Al final Derek salió. Comenzó a indicarme con gestos que iba a entrar para echar un vistazo mientras yo lo esperaba allí fuera. Después, tras un vistazo a los oscuros alrededores, pareció pensar mejor su primer instinto. Señaló mi bolsillo e hizo la pantomima de abrir una navaja. La saqué. Me hizo una indicación para que me situase a su espalda, las enfáticas señales de sus dedos y el ceño que las acompañaban lo expresaban mejor que ninguna palabra. «Lo digo en serio, Chloe». Asentí.

Entramos. La puerta frontal llevaba a un pequeño recibidor con armario, después se abría hacia la sala de estar. Había unas cuantas cartas desperdigadas a los pies del mueble. Pensé que quizá las hubiesen lanzado por la ranura del correo, pero no había, y recordaba haber visto un buzón al final del largo camino de acceso. Una mesa pequeña se apoyaba precaria contra la esquina, y había una hoja de publicidad encima de ella.

Derek avanzaba hacia el interior de la sala de estar. Me apresuré a alcanzarlo antes de que viese «la pinta».

Era un lugar pequeño y acogedor, como cabría esperar en una casa de campo. Las sillas y el sofá estaban cubiertos con cojines sin ninguna característica en común. Sobre cada respaldo descansaba muy bien doblada una manta tejida a mano. Las tablas de las mesas del fondo estaban despejadas, pero los tableros inferiores rebosaban revistas y las dos baldas de libros estaban desbordadas. El único aparato eléctrico era una lámpara resplandeciente; no había tele, ni ordenador o cualquier otra clase de aparato a la vista. Una sala de estar a la antigua, para encender la chimenea y acurrucarse con un libro.

Derek se dirigió hacia la siguiente puerta. Se detuvo en seco cuando crujieron las tablas del suelo, y casi me estrellé contra él. Ladeó la cabeza. La casa estaba en silencio. Una calma pavorosa y un silencio sobrecogedor. Aunque todos se hubiesen ido a la cama no habría tanta quietud, teniendo en cuenta que ambos, Simon y Tori, roncaban.

Entramos en la cocina. El hedor del café quemado producía náuseas. Podía ver la cafetera eléctrica sobre el mostrador, con la luz roja aún encendida y poco más de un centímetro de sedimento fangoso en el fondo. Como una cafetera llena haciéndose a fuego lento a lo largo de todo el día. Derek se acercó y la apagó.

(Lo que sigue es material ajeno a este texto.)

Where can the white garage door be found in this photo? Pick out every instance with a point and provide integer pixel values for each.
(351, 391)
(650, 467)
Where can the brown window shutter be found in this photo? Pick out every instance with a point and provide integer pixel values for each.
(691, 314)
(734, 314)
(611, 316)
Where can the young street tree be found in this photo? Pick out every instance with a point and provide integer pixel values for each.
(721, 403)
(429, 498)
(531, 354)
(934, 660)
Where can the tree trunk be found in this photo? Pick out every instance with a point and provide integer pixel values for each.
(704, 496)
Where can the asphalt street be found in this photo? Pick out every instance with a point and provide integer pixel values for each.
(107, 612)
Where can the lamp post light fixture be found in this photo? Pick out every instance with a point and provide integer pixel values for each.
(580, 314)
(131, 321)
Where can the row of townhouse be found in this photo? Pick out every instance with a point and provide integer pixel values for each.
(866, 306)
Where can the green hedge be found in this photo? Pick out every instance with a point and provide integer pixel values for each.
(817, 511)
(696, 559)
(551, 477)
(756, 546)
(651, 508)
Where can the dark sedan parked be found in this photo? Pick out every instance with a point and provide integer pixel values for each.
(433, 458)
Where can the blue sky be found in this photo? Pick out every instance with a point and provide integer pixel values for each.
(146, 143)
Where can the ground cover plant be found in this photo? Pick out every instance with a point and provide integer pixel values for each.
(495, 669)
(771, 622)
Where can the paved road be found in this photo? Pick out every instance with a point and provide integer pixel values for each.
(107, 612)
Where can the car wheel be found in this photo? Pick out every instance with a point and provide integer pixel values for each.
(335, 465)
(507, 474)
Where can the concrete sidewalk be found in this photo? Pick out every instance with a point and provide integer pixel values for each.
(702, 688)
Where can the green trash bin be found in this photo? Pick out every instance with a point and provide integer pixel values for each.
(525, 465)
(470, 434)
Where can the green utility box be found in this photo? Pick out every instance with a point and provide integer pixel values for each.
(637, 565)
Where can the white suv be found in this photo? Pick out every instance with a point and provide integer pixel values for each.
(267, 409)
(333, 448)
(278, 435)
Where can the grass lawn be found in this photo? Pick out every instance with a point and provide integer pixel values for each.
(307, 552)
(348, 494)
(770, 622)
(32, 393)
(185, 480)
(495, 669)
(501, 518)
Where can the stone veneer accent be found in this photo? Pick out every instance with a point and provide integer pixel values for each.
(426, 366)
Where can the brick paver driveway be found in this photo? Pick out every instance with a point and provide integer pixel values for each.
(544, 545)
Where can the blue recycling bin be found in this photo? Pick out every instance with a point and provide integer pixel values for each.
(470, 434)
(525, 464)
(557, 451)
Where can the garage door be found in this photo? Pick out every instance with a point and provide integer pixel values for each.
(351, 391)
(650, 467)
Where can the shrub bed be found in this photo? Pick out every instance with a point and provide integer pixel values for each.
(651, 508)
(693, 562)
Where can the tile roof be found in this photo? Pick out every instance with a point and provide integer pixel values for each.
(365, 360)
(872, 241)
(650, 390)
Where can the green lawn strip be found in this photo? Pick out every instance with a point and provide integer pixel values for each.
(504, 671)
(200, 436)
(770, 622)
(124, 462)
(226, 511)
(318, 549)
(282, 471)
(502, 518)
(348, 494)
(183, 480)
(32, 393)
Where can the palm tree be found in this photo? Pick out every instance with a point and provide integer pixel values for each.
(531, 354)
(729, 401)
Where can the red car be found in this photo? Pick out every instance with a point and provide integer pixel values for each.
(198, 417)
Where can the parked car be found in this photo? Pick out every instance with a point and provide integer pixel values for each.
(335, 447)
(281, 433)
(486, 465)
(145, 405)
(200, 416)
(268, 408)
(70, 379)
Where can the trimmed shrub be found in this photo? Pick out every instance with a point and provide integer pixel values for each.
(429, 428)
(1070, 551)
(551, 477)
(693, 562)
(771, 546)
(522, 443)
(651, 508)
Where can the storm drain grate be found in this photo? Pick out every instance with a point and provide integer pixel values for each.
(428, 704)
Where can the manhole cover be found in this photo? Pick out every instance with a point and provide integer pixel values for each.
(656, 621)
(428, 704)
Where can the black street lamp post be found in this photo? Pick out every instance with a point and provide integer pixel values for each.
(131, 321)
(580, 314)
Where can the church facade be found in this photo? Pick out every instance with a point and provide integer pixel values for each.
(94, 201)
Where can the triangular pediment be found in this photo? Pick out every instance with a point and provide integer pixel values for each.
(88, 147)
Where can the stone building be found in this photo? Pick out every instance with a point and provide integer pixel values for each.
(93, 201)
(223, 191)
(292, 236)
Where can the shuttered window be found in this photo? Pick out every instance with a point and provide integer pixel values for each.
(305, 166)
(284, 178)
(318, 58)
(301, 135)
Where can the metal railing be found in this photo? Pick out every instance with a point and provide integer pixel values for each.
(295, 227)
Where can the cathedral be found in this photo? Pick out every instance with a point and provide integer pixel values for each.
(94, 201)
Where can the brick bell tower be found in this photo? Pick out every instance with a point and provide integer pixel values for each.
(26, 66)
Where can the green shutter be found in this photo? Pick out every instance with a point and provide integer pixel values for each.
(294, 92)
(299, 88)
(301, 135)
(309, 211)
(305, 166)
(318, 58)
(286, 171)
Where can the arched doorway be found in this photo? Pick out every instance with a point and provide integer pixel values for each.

Había un plato sobre el mostrador. Sobre él una tostada a la que le faltaba un mordisco. A su lado descansaba un bote de mermelada con el cuchillo todavía dentro. En la mesa estaba puesta una taza de café encima de un periódico abierto. Miré dentro de la taza. Estaba llena hasta los dos tercios, y la crema se había cuajado formando una capa blanca y aceitosa.

Derek volvió a hacerme un gesto de mano para que me situase tras él y se dirigió a la parte trasera de la casa.